As the it being cruel and unusual, current, because the court hasn’t banned it, it does not violate the 8th Amendment. And because it would never be sentenced but rather by choice, I don’t think it ever would reach the court.

And I strongly agree the drug war is the root of the problem. But I already wrote a book calling for drug legalization and an end to prohibition… but I bet none of you heard it it.

In Defense of Flogging is meant to be provocative and start discussions (like this one!). So far so good. Prison is not the answer. It’s also horribly horribly expensive. We need alternatives. Do I want to see flogging? No. Do I want to be flogged? Absolutely not (nor do I want to go to prison). Do I think offering the choice of flogging is the morally, politically, economically correct choice. Absolutely.

  1. Your reassurance that there will be little risk of "punishment inflation totally ignores how politics and punishment are tied together in this country, and thus is totally worthless unless you have an actual proposal to stop such from happening.
  2. Consent under duress is still consent under duress. This idea that we aren’t going to let criminals choose their own punishment unless it involves our voyeuristic need to see someone getting hit until blood flows appalls me, frankly.
  3. You say it ends with flogging? Who the hell are you, that you can stop this from escalating?

Then do you accept that this system would lead to unequal punishments for an equal crime? Under this system you can have myriad men convicted of the exact same crime yet receiving different punishments based on what essentially amounts to luck - you can take the flogging, so you get let back on the streets. You can’t take it, off to jail with you. This is not justice - sentences should not be arbitrarily based on a convicts health.

Then there’s the other great advantage prison has - what if you convict the wrong man? At least in prison you can let him out before the sentence is served. If he is flogged, you can’t take back lashes.

But it crosses the threshold - accepting physical pain as a proper sentencing for a crime, rather than loss of liberty, wealth or life (and even in death sentences, certain efforts are made not to put the convict under unnecessary physical duress). Once you accept that, it’s far easier to argue that (since prison doesn’t work) more harsh physical punishments should be dealt out to more serious offenders, and before you know it we have a system of criminal justice resembling that of Anglo-Saxon England.
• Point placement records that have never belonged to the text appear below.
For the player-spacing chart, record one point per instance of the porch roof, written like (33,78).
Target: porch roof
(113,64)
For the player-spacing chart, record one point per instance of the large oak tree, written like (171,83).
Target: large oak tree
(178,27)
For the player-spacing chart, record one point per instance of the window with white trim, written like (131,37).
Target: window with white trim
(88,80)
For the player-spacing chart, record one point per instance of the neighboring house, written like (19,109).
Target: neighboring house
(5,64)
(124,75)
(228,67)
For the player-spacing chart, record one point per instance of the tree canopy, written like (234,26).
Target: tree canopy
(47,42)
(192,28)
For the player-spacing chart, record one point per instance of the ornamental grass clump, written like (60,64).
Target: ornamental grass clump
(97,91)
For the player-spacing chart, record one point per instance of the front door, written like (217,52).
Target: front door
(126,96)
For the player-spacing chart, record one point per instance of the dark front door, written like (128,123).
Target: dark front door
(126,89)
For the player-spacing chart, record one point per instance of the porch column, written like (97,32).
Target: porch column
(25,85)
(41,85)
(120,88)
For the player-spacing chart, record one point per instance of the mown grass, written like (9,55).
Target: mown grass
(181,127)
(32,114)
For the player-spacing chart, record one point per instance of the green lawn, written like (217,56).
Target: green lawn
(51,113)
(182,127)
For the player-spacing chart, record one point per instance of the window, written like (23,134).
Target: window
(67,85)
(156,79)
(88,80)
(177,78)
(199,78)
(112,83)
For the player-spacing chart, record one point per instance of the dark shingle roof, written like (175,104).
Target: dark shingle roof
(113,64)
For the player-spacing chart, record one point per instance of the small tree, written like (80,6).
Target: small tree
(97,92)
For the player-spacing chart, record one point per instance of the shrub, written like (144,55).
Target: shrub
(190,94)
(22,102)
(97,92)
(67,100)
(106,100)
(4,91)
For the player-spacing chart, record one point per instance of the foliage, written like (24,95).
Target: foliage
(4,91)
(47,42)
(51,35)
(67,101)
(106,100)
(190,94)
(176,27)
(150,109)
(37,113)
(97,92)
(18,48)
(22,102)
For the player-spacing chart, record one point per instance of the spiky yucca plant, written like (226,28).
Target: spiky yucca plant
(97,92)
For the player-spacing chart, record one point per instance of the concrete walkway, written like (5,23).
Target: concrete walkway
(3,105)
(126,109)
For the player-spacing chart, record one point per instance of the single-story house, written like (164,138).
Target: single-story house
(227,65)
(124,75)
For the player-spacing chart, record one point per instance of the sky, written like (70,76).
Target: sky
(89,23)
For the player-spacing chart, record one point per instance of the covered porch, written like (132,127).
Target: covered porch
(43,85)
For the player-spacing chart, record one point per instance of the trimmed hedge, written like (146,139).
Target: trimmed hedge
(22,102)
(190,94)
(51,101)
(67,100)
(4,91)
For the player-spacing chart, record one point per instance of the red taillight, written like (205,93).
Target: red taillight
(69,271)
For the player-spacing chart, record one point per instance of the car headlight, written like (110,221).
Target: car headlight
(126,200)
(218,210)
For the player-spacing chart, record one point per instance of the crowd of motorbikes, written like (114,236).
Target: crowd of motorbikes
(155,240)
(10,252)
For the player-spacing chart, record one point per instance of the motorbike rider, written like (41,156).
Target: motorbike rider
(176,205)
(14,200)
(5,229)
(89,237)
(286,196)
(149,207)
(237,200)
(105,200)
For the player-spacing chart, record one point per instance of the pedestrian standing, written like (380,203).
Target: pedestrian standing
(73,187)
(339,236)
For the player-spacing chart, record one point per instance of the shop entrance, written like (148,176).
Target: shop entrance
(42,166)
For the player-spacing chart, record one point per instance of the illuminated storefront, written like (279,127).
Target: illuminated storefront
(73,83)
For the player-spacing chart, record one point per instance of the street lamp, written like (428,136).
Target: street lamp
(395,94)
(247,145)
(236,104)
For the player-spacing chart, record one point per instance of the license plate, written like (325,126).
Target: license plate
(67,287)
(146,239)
Oh, I’ve also started a poll on the subject in IMHO to see what the threshold is between flogging/time in prison:

Who says? What guarantees are there that it would remain flogging in lieu of prison, rather than in addition to it?

This is the sort of thinking that too many pundits had about Iraq several years ago, as Atrios repeatedly pointed out: they’d support the invasion because they thought, “if we did it this way, it would work,” but of course it wasn’t being done by them, it was being done by GWB and his crew of ideologues and idiots.

Same here: the states most likely to implement flogging as a punishment are the states that would have the least inclination to use restraint in its application. You, Mr. Moskos, would have no ability to dictate the terms of its use.

Per the above, there’s no guarantee - hell, I doubt there’s even a likelihood - that adding flogging to the mix would reduce the number of people in prison, or otherwise improve the existing system.

Even if it were used only in the way you propose, what would be the effect? Physically strong and tough criminals would have a shortcut back to the street, while other, less tough criminals would continue to be incarcerated.

Brilliant.

Did this article also recently appear in the Washington Monthly or on its website recently? If so, I’ve read about as much of it as I want, thanks.

We’ve debated this before in this thread. So long as we’re talking about criminal acts that don’t suggest the perpetrator is an active menace who needs to be kept away from the public for a time, then I’m all for flogging, or at least giving someone the choice of flogging over imprisonment. I still don’t understand why imprisonment is considered more humane than corporal punishment.

Because, as it has already been repeatedly pointed out, it is an easy out for the person who can take it, and a horrible punishment for those who can’t.